Ernst Strasser (EVP), der im Rahmen seiner Fraktion für das Thema SWIFT zuständig ist, fand die Vorgangsweise von Rat (und Kommission) einen "mehr als unschönen Akt". Es könne doch niemand von den Parlamentariern verlangen, dass sie binnen weniger Stunden ein ganzes Vertragswerk beurteilen und darüber abstimmen sollen.

In der kommenden Woche sei dafür die letzte Gelegenheit. Die Zeit drängt nämlich, denn das vom Ministerrat noch in Eigenregie ausgehandelte Interimsabkommen mit den USA tritt bereits im Februar in Kraft.

Das Plenum des EU-Parlaments formulierte im Anschluss die Bedingungen, unter denen dem SWIFT-Interimsabkommen, das Ende 2010 wieder ausläuft, zugestimmt werden könne. Anderfalls werde man es ablehnen, hieß es.

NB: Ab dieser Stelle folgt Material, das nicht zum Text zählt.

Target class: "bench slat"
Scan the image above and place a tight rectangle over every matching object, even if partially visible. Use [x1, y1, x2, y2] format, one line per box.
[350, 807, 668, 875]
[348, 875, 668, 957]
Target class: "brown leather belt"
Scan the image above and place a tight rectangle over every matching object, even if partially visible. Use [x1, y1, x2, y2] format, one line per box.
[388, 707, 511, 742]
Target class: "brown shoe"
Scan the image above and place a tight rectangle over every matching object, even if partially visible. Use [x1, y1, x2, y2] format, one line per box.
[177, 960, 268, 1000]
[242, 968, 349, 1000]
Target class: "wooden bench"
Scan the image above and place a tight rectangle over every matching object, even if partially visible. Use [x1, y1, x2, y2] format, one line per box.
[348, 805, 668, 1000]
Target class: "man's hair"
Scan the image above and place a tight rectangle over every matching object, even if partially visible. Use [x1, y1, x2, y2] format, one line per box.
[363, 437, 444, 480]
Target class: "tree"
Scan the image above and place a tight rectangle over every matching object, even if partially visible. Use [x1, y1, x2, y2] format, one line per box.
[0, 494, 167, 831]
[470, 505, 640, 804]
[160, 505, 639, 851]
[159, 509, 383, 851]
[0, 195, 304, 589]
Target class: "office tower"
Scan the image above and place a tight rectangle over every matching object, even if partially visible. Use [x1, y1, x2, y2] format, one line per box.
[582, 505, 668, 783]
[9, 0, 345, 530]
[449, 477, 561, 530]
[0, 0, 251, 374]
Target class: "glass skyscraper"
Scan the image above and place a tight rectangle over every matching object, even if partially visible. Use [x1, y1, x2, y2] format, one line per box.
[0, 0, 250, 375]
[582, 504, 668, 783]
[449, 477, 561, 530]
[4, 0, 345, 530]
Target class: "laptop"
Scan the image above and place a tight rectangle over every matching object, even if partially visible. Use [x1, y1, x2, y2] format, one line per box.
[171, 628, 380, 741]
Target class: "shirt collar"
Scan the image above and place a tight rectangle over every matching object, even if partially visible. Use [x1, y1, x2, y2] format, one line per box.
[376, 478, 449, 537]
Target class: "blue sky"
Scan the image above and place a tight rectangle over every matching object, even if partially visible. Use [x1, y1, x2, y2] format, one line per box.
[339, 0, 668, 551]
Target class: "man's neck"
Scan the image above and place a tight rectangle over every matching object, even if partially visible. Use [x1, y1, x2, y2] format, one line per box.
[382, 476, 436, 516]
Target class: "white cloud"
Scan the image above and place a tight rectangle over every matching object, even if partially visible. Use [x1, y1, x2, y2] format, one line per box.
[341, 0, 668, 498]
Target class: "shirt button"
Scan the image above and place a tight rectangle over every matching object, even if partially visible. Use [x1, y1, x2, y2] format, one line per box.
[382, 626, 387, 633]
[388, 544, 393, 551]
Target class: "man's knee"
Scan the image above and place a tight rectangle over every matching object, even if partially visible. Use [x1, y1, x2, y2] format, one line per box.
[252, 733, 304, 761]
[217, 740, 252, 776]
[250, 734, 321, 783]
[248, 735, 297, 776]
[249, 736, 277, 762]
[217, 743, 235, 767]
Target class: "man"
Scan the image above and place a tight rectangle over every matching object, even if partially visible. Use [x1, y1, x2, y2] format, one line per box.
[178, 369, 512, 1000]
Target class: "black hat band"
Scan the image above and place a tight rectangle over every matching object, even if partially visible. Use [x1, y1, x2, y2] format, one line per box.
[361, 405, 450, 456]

"...nicht auf sich beruhen lassen"

Was das bedeutet, hat Parlamentspräsident Buzek in seinem Schreiben an die Ratspräsidentschaft(en) so ausgedrückt: "Wenn der Rat unfähig ist, diesem Verlangen" nach Auskunft nachzukommen, dann sei es "unwahrscheinlich", dass die Parlamentarier "die Angelegenheit auf sich beruhen lassen würden."

Ernst Strasser zeigte sich gegenüber ORF.at jedenfalls optimistisch, dass das nächste SWIFT-Abkommen wie auch das ebenfalls wieder anstehende Übereinkommen deutlich anders aussehen werden.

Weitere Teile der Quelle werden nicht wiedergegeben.